District of Columbia U.S. District Judge John D. Bates heeded the U.S. government’s motion to shield Prince Mohammed from the lawsuit despite what Bates called “credible allegations of his involvement in Khashoggi’s murder.”


A team of Saudi officials killed Khashoggi inside the Saudi consulate in Istanbul in 2018. Khashoggi, a columnist for The Washington Post, had written critically of the harsh ways of Prince Mohammed, Saudi Arabia’s de facto ruler.


The U.S. intelligence community concluded the Saudi crown prince ordered the operation against Khashoggi. The killing opened a rift between the Biden administration and Saudi Arabia that the administration has tried in recent months to close, as the U.S. unsuccessfully urged the kingdom to undo oil production cuts in a global market racked by the Ukraine war.

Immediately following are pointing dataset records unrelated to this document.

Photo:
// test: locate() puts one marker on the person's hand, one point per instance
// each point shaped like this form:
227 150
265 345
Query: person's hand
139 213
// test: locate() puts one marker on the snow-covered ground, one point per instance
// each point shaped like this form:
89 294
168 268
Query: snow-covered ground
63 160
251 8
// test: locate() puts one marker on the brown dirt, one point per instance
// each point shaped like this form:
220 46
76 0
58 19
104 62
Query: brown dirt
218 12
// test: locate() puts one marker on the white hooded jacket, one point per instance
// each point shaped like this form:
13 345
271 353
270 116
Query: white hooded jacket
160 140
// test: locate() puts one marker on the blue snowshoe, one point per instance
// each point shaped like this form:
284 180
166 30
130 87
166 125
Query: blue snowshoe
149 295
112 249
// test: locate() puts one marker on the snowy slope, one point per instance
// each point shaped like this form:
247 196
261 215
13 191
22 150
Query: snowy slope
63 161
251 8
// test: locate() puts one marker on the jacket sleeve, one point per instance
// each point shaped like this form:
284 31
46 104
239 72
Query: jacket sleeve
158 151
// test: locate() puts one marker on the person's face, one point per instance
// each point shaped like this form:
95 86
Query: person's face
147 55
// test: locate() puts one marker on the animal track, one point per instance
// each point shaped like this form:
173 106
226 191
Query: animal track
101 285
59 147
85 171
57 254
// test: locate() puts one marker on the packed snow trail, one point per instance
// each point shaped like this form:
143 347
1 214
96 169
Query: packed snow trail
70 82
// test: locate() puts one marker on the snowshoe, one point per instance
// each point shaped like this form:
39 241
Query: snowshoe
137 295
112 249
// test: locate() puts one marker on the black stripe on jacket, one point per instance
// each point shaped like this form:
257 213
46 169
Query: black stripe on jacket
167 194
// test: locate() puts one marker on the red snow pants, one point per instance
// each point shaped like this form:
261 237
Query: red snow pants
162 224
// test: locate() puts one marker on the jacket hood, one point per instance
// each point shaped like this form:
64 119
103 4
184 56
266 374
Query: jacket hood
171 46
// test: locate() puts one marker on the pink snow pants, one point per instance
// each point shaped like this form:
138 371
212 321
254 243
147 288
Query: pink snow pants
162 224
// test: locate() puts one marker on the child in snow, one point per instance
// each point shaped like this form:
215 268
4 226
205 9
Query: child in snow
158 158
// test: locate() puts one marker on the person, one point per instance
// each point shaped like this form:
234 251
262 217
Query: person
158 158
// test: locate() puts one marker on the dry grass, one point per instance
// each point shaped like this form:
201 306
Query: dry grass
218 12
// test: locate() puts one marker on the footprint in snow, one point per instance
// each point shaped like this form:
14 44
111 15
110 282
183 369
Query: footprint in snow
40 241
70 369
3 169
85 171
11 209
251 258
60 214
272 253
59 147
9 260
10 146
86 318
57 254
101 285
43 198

Khashoggi had entered the Saudi consulate to obtain documents needed for his upcoming marriage. His fiancee, Hatice Cengiz, who had waited unknowingly outside the consulate as he was killed, and a rights group founded by Khashoggi before he died brought the lawsuit. The lawsuit also named two top aides of the prince as accomplices.

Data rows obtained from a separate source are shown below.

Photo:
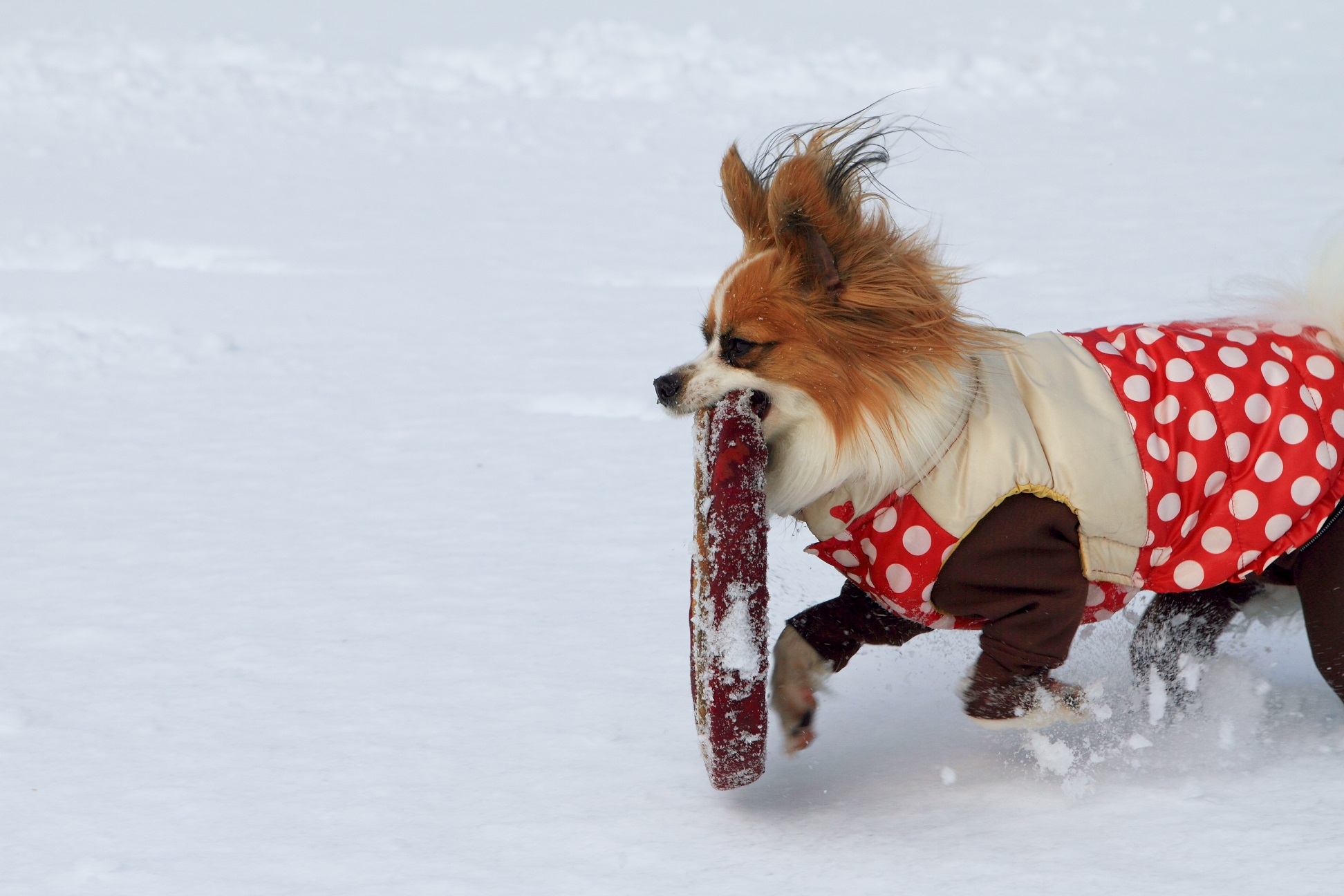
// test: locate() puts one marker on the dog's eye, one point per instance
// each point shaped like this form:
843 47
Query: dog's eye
736 348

The Biden administration, invited but not ordered by the judge to offer an opinion on the matter, declared last month that Prince Mohammed’s standing as Saudi Arabia’s prime minister gave him sovereign immunity from the U.S. lawsuit.

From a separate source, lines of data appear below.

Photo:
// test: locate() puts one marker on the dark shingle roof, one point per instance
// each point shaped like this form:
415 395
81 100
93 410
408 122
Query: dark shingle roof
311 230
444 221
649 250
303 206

Saudi Arabia’s king, Salman, had named Prince Mohammed, his son, as prime minister weeks earlier. It was a temporary exemption from the kingdom’s governing code, which makes the king prime minister.


Khashoggi’s fiancee and his rights group argued the move was a maneuver to shield the prince from the U.S. court.


Bates expressed “uneasiness” with the circumstances of Prince Mohammed’s new title, and wrote in Tuesday’s order that “there is a strong argument that plaintiffs’ claims against bin Salman and the other defendants are meritorious.”


But the government’s finding that Prince Mohammed was immune left him no choice but to dismiss the prince as a plaintiff, the judge wrote. He also dismissed the two other Saudi plaintiffs, saying the U.S. court lacked jurisdiction over them.


The Biden administration argued longstanding legal precedent on immunity for heads of government from other nations’ courts, in some circumstances, demanded that the prince be shielded as prime minister, regardless of the prince only recently obtaining the title.


The Biden administration already had spared Prince Mohammed from government penalties in the case, again citing sovereign immunity. Rights groups and Saudi exiles argued that sparing Prince Mohammed from accountability in Khashoggi’s killing would give the crown prince and other authoritarian rulers around the world a green light for future abuses.